Compile-time Security Analysis and Optimization of Sensitive String Producers

TL;DR

This paper presents a framework for secure content composition in programming languages, enabling static analysis, efficient runtime performance, and developer diagnostics to mitigate security vulnerabilities in string handling.

Contribution

It introduces a language design that minimizes differences between secure and insecure string idioms, with practical compilation strategies and integrated diagnostics.

Findings

Static analyses based on dynamic semantics enable security guarantees.

Runtime performance approaches naive string concatenation.

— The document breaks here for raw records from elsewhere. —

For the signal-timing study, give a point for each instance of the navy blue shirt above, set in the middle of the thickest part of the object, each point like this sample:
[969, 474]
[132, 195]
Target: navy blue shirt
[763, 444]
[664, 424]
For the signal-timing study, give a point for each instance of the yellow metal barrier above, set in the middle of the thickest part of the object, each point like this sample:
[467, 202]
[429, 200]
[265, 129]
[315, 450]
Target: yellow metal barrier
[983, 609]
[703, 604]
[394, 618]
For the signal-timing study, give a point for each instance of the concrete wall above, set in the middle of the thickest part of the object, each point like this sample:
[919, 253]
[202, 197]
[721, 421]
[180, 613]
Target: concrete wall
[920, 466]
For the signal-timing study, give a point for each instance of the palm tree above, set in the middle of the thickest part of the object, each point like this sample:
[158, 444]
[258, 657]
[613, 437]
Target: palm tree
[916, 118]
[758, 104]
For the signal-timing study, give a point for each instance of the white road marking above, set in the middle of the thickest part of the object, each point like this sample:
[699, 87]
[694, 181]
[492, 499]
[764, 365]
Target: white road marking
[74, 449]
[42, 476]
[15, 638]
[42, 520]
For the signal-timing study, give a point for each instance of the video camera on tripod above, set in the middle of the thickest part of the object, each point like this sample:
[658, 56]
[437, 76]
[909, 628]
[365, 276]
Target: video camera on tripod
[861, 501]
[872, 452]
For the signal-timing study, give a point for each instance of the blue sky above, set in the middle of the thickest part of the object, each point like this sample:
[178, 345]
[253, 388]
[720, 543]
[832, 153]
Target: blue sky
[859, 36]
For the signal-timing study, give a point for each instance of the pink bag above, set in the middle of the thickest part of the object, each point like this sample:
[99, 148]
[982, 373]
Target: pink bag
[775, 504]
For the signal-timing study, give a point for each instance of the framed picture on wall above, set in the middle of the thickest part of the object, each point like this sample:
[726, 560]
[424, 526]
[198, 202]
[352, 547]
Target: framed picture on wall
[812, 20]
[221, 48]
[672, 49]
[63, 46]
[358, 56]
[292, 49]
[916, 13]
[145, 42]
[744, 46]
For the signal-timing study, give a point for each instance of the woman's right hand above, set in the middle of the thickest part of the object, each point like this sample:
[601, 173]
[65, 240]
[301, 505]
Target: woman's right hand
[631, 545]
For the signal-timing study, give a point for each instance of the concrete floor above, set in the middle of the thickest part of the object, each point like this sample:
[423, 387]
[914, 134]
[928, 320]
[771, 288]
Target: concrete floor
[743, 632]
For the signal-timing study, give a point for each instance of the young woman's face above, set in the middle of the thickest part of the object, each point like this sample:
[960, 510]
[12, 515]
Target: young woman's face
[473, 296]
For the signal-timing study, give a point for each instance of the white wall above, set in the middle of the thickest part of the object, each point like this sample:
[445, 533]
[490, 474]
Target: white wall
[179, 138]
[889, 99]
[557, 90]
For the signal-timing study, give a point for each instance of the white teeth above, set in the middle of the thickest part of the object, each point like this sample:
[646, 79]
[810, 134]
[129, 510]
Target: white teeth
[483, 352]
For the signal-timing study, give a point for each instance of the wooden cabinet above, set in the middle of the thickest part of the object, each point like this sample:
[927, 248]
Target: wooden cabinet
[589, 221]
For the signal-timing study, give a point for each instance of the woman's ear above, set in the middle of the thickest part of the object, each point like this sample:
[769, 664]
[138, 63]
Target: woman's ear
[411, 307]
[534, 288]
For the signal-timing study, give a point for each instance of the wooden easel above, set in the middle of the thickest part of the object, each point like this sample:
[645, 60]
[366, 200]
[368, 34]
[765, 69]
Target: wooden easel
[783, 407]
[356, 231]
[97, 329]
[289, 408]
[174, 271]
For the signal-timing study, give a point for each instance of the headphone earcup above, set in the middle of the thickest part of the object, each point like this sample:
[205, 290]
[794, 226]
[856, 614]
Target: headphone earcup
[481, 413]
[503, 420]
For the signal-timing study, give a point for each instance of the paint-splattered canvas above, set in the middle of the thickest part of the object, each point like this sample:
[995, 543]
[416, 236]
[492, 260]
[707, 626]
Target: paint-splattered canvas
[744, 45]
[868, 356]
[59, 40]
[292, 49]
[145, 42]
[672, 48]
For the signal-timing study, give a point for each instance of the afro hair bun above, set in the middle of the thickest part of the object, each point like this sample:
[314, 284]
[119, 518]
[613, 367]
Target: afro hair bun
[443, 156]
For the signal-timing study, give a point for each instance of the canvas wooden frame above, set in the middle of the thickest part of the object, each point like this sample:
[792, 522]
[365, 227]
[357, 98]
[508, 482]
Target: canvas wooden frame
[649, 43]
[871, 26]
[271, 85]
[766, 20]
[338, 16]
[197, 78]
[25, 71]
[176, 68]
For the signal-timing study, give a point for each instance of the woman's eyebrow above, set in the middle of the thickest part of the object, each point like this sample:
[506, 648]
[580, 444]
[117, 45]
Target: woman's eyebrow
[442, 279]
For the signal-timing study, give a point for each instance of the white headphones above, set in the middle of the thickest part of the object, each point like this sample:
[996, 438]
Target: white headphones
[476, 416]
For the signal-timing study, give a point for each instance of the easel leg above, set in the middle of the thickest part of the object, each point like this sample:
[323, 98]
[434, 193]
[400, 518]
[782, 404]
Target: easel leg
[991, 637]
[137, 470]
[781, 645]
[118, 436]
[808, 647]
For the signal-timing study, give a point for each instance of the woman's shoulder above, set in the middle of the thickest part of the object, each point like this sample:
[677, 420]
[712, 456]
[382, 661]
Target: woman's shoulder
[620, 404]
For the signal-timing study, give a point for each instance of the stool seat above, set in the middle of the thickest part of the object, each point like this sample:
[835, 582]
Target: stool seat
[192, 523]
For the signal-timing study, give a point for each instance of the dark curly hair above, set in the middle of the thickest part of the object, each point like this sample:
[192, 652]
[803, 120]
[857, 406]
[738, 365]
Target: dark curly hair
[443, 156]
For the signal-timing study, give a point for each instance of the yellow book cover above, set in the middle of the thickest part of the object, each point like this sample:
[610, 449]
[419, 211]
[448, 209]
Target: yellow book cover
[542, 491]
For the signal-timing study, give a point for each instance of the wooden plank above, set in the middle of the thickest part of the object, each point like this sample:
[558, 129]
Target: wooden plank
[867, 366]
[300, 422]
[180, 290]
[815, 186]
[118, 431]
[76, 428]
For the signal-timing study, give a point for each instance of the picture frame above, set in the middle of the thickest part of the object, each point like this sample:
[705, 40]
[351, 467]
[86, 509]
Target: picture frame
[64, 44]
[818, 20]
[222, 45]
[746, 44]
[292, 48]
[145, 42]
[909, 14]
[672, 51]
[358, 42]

Compiler diagnostics provide clear, position-specific feedback.

Abstract

Content composition vulnerabilities remain among the most prevalent and persistent classes of security weakness in deployed software. Prior mitigations, including developer training, static analysis tools, and domain-specific template languages, each face diminishing returns; AI code generation inherits these limitations and introduces new ones, reproducing insecure patterns from training data and lacking reliable context for self-correction. This paper introduces a general framework for secure content composition that extends across content languages and integrates directly into general-purpose programming languages via additive changes to string expression syntax. We define a language design goal of minimizing the lexical distance between secure and insecure idioms, and show that this goal admits practical compilation strategies: static analyses specified in terms of dynamic semantics, runtime performance approaching na\"ive string concatenation, and developer-facing diagnostics surfaced as compile-time errors or warnings. The approach enables an effective division of labor: security engineers encode composition hazards in libraries once; developers and AI coding agents select the appropriate library primitive to implement features correctly without needing to internalize specialist security knowledge; compiler diagnostics provide objective, position-keyed feedback that grounds both human review and iterative AI self-correction; and security responders focus on keeping libraries current rather than auditing ad-hoc security decisions distributed across a codebase.